Reception for the Artist: Saturday, October 22, 2-5pm

The Stephen Bulger Gallery is pleased to present “Arboretum” our first solo exhibition of work by Canadian artist Sara Angelucci.

“Arboretum” builds upon issues raised by her previous series “Aviary”, part of an award-winning exhibition first shown at the Art Gallery of York University, which became the subject of a publication entitled Provenance Unknown published by the AGYU. With “Aviary”, Angelucci sourced Victorian era portraits which she digitally combined with photographs she took of endangered and extinct birds in the Royal Ontario Museum’s ornithology collection.
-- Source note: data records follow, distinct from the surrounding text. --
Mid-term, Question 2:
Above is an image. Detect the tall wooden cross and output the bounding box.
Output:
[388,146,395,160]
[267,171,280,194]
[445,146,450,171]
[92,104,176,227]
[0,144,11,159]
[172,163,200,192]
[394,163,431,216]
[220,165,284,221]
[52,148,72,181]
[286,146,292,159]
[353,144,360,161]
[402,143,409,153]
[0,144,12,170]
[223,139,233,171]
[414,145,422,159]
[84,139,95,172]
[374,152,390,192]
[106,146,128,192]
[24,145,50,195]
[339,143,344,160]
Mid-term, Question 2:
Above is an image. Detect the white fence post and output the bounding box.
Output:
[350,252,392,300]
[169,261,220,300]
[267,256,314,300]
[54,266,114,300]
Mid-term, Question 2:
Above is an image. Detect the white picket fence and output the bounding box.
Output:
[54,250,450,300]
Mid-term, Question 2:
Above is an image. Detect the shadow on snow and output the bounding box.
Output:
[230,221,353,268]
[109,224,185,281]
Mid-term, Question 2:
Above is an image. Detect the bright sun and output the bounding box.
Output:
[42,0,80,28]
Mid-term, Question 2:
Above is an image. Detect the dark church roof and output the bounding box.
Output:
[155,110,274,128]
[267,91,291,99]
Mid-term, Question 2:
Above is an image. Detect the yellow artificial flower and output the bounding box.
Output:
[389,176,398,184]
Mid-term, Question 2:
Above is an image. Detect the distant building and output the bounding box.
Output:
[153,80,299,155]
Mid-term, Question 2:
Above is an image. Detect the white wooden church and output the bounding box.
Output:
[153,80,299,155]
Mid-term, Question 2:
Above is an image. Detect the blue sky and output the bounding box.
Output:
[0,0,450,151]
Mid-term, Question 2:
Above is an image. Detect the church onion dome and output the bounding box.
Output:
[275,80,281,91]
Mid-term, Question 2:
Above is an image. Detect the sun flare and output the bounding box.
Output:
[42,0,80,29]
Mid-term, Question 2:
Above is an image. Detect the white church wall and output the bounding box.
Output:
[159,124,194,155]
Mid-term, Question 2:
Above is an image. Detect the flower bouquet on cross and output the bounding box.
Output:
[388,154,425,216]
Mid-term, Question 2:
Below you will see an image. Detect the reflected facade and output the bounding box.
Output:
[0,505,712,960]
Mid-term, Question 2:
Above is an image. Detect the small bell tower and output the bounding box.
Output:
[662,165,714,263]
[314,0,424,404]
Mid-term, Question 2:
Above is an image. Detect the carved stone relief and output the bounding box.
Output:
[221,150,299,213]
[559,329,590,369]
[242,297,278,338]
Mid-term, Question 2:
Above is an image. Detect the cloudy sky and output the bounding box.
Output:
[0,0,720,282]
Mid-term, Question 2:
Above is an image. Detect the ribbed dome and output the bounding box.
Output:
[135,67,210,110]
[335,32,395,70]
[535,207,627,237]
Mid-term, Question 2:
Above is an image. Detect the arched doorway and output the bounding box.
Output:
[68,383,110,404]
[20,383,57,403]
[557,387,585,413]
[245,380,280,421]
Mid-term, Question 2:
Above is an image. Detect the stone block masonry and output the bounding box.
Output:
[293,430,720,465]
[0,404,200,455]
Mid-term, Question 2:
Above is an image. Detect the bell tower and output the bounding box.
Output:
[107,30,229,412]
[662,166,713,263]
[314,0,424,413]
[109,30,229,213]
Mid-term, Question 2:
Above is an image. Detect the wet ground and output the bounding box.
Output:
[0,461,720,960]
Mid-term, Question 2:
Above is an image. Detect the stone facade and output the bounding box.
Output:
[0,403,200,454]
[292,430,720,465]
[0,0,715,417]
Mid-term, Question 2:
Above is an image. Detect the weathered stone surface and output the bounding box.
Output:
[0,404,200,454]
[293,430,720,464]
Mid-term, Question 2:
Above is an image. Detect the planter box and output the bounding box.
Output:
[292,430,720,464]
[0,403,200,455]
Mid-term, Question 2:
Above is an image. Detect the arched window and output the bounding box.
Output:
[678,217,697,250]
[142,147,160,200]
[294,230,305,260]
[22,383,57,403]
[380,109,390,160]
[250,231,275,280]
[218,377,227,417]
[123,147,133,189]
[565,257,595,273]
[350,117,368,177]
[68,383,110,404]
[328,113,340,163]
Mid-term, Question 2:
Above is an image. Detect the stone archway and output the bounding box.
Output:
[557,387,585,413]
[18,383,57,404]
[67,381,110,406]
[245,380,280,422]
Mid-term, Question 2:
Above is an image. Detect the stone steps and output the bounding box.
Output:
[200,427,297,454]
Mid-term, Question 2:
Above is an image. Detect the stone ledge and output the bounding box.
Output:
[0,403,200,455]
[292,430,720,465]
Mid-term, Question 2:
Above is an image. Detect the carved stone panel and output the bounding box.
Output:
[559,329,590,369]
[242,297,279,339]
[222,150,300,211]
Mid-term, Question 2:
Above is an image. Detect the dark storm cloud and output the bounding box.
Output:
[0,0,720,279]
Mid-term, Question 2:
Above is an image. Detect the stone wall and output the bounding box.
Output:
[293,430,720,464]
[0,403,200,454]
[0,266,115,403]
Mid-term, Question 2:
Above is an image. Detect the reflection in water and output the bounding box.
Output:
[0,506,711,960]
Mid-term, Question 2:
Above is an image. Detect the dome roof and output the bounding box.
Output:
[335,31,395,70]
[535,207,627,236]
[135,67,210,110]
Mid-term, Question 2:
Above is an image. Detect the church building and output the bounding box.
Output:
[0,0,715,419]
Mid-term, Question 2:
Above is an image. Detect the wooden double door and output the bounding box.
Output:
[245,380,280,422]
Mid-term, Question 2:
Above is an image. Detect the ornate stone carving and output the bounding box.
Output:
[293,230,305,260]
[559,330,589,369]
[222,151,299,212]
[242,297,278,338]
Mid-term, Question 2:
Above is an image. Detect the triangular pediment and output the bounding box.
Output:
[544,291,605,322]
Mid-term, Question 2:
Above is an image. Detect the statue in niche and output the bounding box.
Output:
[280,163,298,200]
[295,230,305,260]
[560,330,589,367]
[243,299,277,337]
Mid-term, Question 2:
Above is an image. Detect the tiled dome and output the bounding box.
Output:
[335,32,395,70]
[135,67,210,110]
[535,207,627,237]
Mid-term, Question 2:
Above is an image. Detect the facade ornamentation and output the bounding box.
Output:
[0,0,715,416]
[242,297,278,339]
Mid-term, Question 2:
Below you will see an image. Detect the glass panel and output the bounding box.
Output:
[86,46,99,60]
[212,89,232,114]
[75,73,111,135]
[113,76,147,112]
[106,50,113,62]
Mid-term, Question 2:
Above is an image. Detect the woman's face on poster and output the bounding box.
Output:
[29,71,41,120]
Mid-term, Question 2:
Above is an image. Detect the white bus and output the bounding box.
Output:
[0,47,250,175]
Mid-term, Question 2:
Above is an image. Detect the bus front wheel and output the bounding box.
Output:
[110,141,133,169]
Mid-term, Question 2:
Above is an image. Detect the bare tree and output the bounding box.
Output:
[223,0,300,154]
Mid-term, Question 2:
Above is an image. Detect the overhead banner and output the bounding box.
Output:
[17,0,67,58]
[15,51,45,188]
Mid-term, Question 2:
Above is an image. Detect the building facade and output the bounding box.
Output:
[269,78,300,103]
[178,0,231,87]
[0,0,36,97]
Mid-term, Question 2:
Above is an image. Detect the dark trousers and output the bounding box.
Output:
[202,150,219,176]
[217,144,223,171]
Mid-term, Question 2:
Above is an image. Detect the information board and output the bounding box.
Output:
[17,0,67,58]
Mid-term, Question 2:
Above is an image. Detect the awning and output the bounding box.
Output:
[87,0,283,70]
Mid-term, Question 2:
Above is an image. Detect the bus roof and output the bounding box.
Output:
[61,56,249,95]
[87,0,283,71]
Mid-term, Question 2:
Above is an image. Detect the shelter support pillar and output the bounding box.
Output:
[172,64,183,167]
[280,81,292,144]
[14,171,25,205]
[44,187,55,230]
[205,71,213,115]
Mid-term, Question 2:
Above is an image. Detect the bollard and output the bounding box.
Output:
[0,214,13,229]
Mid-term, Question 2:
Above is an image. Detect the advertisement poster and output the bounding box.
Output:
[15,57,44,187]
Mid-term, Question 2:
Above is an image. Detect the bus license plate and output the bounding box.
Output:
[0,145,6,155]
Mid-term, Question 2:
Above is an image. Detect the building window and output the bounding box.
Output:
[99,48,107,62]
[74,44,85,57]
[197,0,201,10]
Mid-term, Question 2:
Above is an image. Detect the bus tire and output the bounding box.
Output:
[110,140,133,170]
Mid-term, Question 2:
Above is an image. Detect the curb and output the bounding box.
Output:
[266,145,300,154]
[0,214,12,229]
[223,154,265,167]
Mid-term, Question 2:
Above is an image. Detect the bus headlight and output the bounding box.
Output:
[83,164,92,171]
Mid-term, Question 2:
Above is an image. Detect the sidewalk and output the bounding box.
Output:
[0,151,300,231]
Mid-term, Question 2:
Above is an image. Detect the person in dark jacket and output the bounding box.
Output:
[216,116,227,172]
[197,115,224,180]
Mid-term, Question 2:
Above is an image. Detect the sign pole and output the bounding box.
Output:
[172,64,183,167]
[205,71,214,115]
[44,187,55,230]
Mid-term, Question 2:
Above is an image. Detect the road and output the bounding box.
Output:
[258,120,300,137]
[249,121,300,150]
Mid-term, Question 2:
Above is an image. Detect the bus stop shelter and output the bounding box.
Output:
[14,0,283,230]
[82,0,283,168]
In “Arboretum” the artist extends this technique to examine deforestation, one of the major challenges to bird populations.

To produce the series “Arboretum” Angelucci scanned found nineteenth-century cabinet cards with painted forest backdrops and transformed them with her own photographs of trees indigenous to Ontario, allowing the trees to take over the figures. In doing so, the forest claims a position in the foreground of the picture, becoming the main subject, while the figure becomes the ground.

As the artist explains: “Taking its cue from the pictorial tradition of nineteenth-century landscape painting, studio backdrops adopted an idealized vision of nature as a romantic setting for the figure, essentially taming the wilderness to provide an elegant pictorial frame – the picturesque. Embedded in this act of representation is the problematic notion that we are the main subject, and that nature is a mere decorative feature subservient to us. “Arboretum” gives visual presence to the notion of the sentient tree, extending the concept of the family album beyond the frame of photographic pictorial tradition. These pictures suggest a deeper consideration of not only the figure/ground relationship in photography, but also our position in relationship to nature.”